Last week, the European Court of Human Rights ruled that Bulgaria would be required to recognize same-sex relationships in national legislation.
The ruling found that Bulgaria’s lack of recognition for same-sex relationships violates article 8 of the European Convention on Human Rights, a rule that protects the right to private and family life. However, the court did not demand that the country legalize same-sex marriage.
A Bulgarian same-sex couple Lilia Babulkova and Darina Koilova first filed the case after they got married in the U.K. in 2016 and moved back to Bulgaria. Without legal recognition of their marriage they are deprived of their rights to inheritance, tax insurance, and kinship for their future children.
The case was taken in 2020 by the European Court of Human Rights which is based in Strasbourg, France, and despite the ruling, Bulgaria’s government doesn’t intend to make any effort to implement it.

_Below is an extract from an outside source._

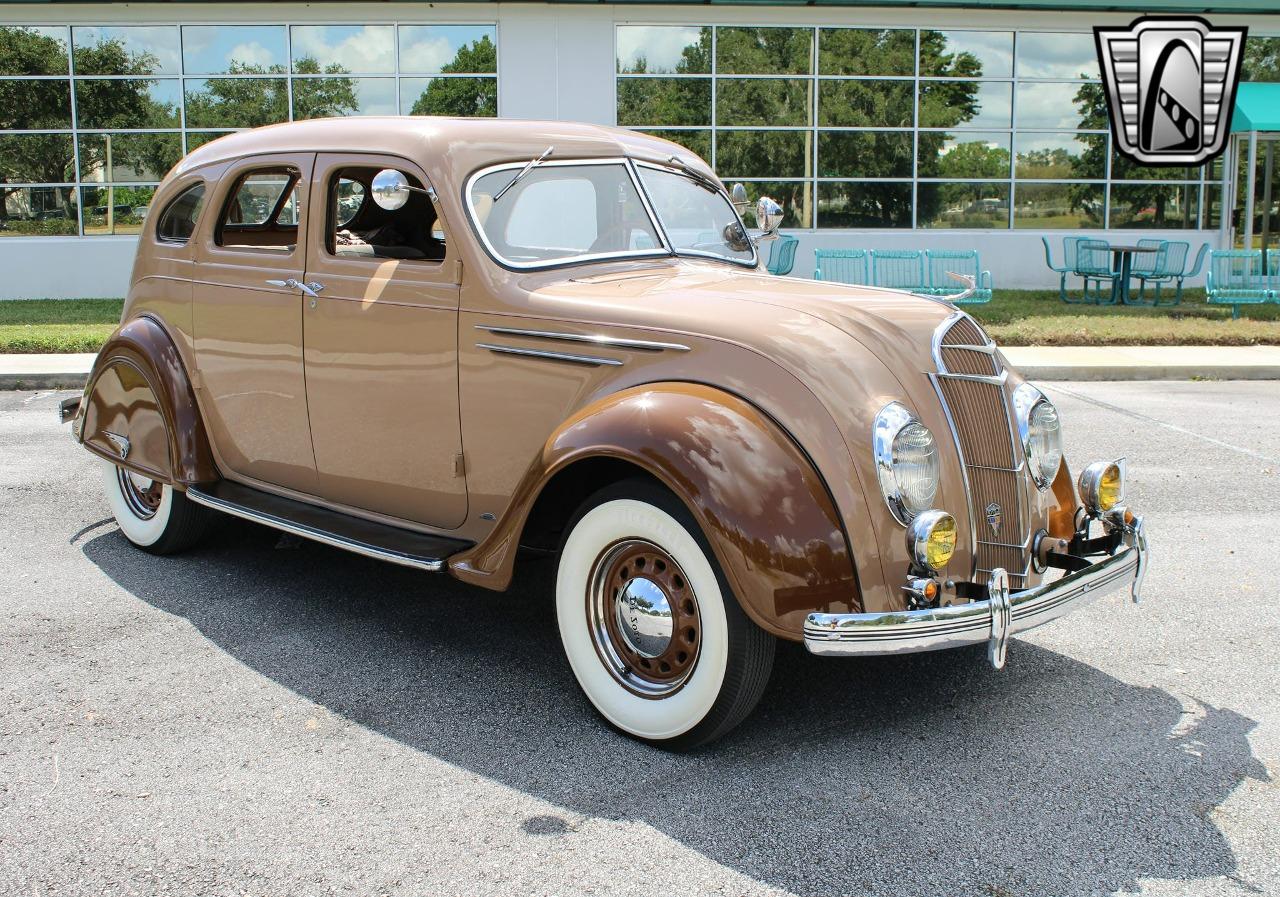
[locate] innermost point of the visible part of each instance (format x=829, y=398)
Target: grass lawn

Legislative bodies around the world have been confronted with similar demands and pressure to lose their archaic social laws and recognize and legitimize LGBTQ+ relationships, in the same manner that heterosexual relationships have been for centuries.
According to the Human Rights Watch, The United Nations Office of the High Commissioner for Human Rights said “States have a positive obligation to provide legal recognition to couples, regardless of sexual orientation, gender identity, and sex characteristics, as well as to their children.”
Bulgaria has a long way to go when it comes to LGBTQ+ rights. Earlier this year, their supreme court passed a law that prevented transgender people from obtaining legal recognition of their gender.